The vast majority of people will need to go through a mortgage lender when purchasing a home. One of the last steps in the purchase process is the home appraisal. The lender wants to make sure they are not lending more money than the house is worth. If the appraisal value comes in above what the buyer is paying, then the buyer is happy because they might be getting a great deal. On the other hand, if the appraisal comes in below what the buyer is paying, this can be frustrating. What is the appraisal gap, and how does it work?
Buyers Might Be Asked To Bring More Cash Or Pay PMI
In many situations, buyers will be asked to pay PMI if they are not putting 20 percent down. For example, if someone is buying a $250,000 house, they might be asked to put down $50,000 to avoid dealing with PMI.
Ultimately, if the lender is financing more than 80 percent of the loan’s value, PMI might be required. In the example above, if the house only appraises for $200,000, then the lender will only finance $160,000 before asking for PMI. Therefore, to get the lender down to $160,000, the buyer would have to bring another $40,000 to the closing table (for a total of $90,000 down) to avoid paying PMI.
If the buyer is not willing to pay PMI or close the gap, the sale could fall through, leading to other ramifications.

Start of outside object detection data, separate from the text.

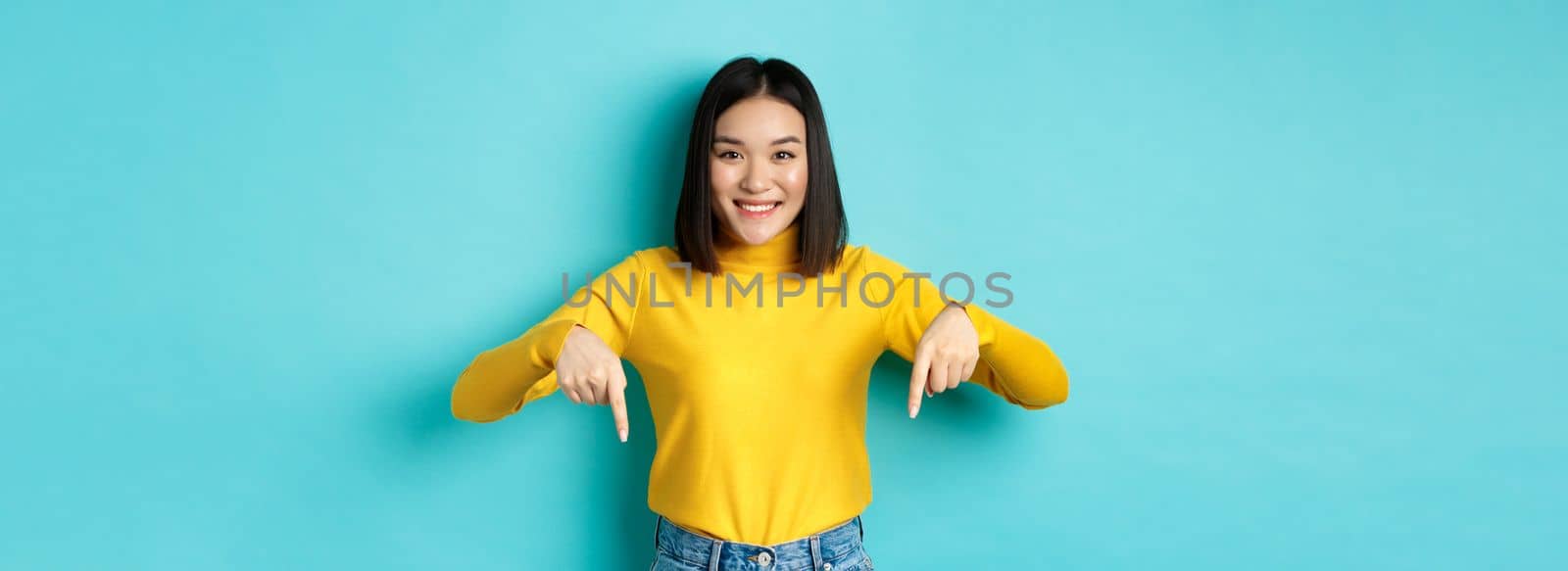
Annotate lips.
[732,199,784,218]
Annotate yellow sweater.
[452,222,1068,545]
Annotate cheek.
[708,160,740,191]
[779,162,809,195]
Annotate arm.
[865,250,1068,409]
[452,254,645,422]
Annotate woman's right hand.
[555,325,629,443]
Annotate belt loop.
[708,540,724,571]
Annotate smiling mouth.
[734,201,784,214]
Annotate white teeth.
[739,203,779,212]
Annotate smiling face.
[708,96,806,245]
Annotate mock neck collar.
[713,219,800,266]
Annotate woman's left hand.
[909,303,980,419]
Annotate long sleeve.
[452,254,646,422]
[864,250,1068,409]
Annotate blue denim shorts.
[648,516,875,571]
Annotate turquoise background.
[0,2,1568,569]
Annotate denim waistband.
[654,514,865,571]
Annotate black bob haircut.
[676,57,850,277]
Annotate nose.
[740,162,771,195]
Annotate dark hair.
[676,57,850,277]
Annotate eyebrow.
[713,135,800,146]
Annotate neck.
[713,221,800,266]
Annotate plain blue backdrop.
[0,2,1568,569]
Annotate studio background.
[0,2,1568,569]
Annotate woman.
[452,58,1068,569]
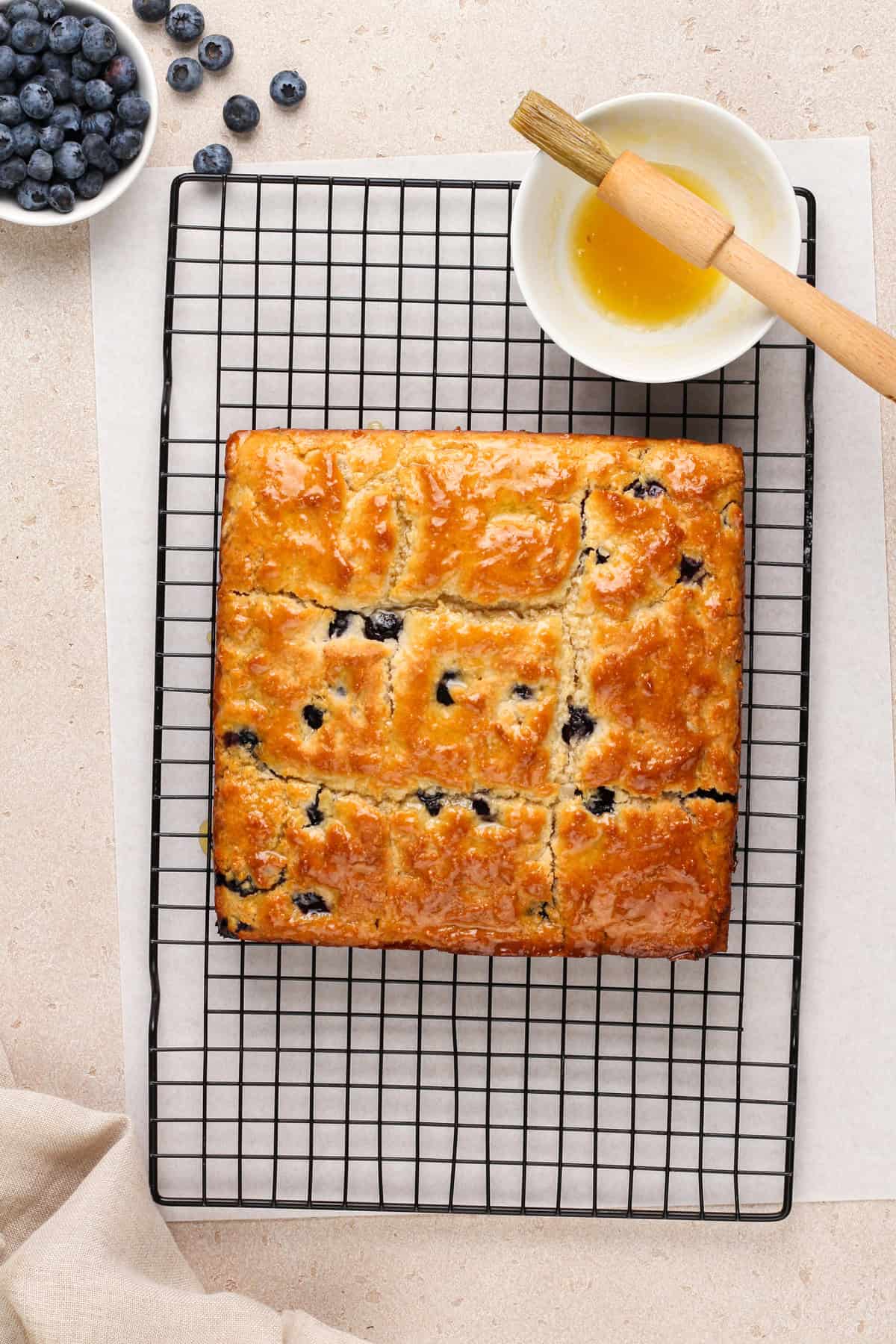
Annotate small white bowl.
[0,0,158,228]
[511,93,802,383]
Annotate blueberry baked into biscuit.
[212,430,743,958]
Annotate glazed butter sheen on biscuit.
[212,430,743,957]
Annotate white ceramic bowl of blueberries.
[0,0,158,227]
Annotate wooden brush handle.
[598,152,896,400]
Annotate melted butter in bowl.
[570,163,729,326]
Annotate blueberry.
[7,0,40,23]
[104,51,137,96]
[196,32,234,70]
[81,111,116,140]
[623,480,666,500]
[585,786,617,817]
[417,789,445,817]
[19,79,55,121]
[49,13,84,57]
[71,51,101,84]
[4,121,40,158]
[165,4,205,42]
[293,891,329,915]
[52,140,87,181]
[37,124,66,155]
[193,145,231,175]
[224,93,262,136]
[75,168,105,200]
[50,181,75,215]
[81,131,118,178]
[131,0,170,23]
[270,70,308,108]
[364,612,405,642]
[679,555,706,586]
[50,102,81,138]
[0,93,25,126]
[165,57,203,93]
[16,178,50,210]
[28,149,52,181]
[37,70,72,102]
[109,126,144,164]
[80,19,118,66]
[560,704,594,742]
[302,704,324,732]
[10,19,50,57]
[0,155,28,191]
[84,79,116,111]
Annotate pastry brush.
[511,91,896,400]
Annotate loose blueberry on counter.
[302,704,324,732]
[0,155,28,191]
[16,178,50,210]
[50,181,75,215]
[165,4,205,42]
[131,0,170,23]
[560,704,594,742]
[223,729,261,751]
[0,93,25,126]
[270,70,308,108]
[196,32,234,70]
[71,51,102,84]
[52,140,87,181]
[165,57,203,93]
[80,19,118,66]
[583,785,617,817]
[293,891,329,915]
[19,79,55,121]
[622,480,666,500]
[109,126,144,163]
[28,149,52,181]
[75,168,105,200]
[37,122,66,147]
[417,789,445,817]
[37,70,74,102]
[223,93,262,136]
[10,19,50,57]
[104,51,137,97]
[364,612,405,642]
[47,13,84,57]
[7,0,40,23]
[193,145,231,175]
[81,131,118,178]
[81,111,116,140]
[84,79,116,111]
[16,51,40,81]
[118,93,150,126]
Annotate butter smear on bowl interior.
[570,163,729,326]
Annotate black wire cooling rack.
[149,176,815,1219]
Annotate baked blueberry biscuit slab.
[212,430,743,957]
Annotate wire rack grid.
[149,176,815,1220]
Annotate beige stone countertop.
[0,0,896,1344]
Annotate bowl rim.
[511,90,802,383]
[0,0,158,228]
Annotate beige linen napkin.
[0,1045,356,1344]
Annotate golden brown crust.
[214,430,743,957]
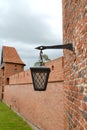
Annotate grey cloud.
[0,2,57,44]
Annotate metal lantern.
[30,43,74,91]
[30,66,50,91]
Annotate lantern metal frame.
[30,43,74,91]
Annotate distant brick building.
[0,46,25,98]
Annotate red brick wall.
[4,82,64,130]
[63,0,87,130]
[4,58,64,130]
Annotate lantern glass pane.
[31,67,50,91]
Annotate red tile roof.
[2,46,25,65]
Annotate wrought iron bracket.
[35,43,74,51]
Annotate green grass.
[0,102,32,130]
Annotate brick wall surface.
[63,0,87,130]
[4,82,64,130]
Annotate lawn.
[0,102,32,130]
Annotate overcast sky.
[0,0,62,68]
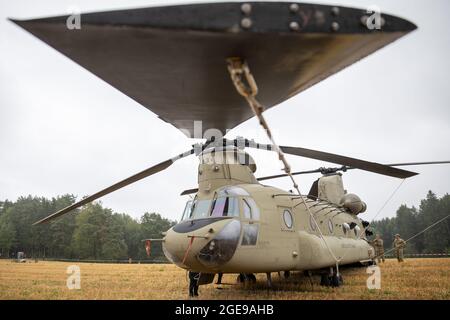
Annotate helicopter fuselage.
[163,151,374,273]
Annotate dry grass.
[0,258,450,300]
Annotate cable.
[227,58,341,270]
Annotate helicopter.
[11,2,449,286]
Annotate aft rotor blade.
[280,146,417,179]
[258,161,450,181]
[33,149,194,225]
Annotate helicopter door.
[278,207,295,232]
[241,198,259,246]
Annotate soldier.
[394,233,406,262]
[371,234,384,263]
[216,273,223,284]
[189,271,200,297]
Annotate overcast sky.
[0,0,450,224]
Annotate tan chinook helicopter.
[13,2,450,285]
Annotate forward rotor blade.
[280,146,417,179]
[33,149,194,225]
[256,169,320,181]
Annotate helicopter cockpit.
[181,186,259,221]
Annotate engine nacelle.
[340,193,367,215]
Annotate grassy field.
[0,258,450,300]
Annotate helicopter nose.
[163,217,241,271]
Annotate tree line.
[0,195,175,260]
[371,191,450,254]
[0,191,450,260]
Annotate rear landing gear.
[320,268,344,288]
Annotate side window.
[283,209,294,229]
[211,197,239,217]
[242,198,259,220]
[181,200,194,221]
[241,224,259,246]
[309,215,317,231]
[242,199,252,219]
[328,220,334,233]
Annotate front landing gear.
[236,273,256,283]
[320,268,344,288]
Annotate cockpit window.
[181,200,194,221]
[189,199,211,219]
[211,197,239,217]
[242,198,259,220]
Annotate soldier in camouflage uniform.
[371,234,384,263]
[394,233,406,262]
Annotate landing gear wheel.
[236,273,245,283]
[236,273,256,283]
[330,274,344,288]
[246,273,256,283]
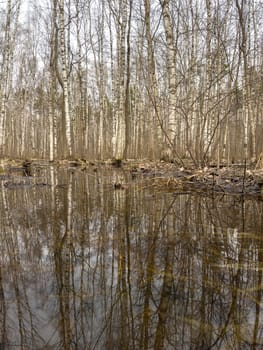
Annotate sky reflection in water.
[0,167,263,350]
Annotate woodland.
[0,0,263,167]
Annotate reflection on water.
[0,167,263,350]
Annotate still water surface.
[0,167,263,350]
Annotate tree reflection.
[0,167,263,350]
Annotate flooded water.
[0,167,263,350]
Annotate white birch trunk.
[160,0,176,147]
[59,0,72,157]
[0,0,12,148]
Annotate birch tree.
[160,0,176,150]
[58,0,72,157]
[0,0,12,153]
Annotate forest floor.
[0,159,263,200]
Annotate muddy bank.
[0,159,263,199]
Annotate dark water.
[0,168,263,350]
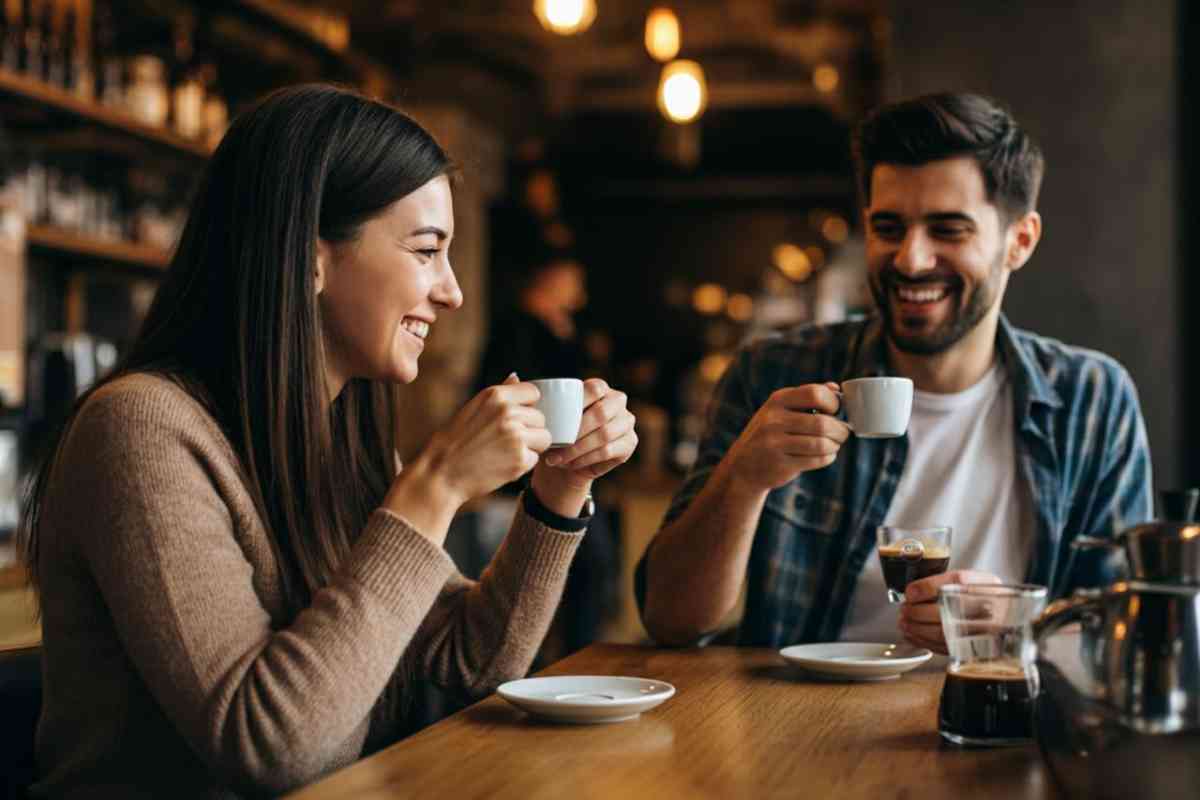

Get An Accurate Valuation Before Making An Offer On A House
If there is an appraisal gap, it can be frustrating for a buyer who is asked to bring more cash to the table. Furthermore, if the sale falls through, the buyer could lose his or her earnest money. Depending on the market, earnest money could be tens of thousands of dollars. That is why it is important to get an accurate valuation of the house before making an offer. No matter how beautiful the house might seem, it is important not to overpay, as it increases the chances of dealing with an appraisal gap. If there is an appraisal gap, buyers need to carefully evaluate their options before they decide how to proceed.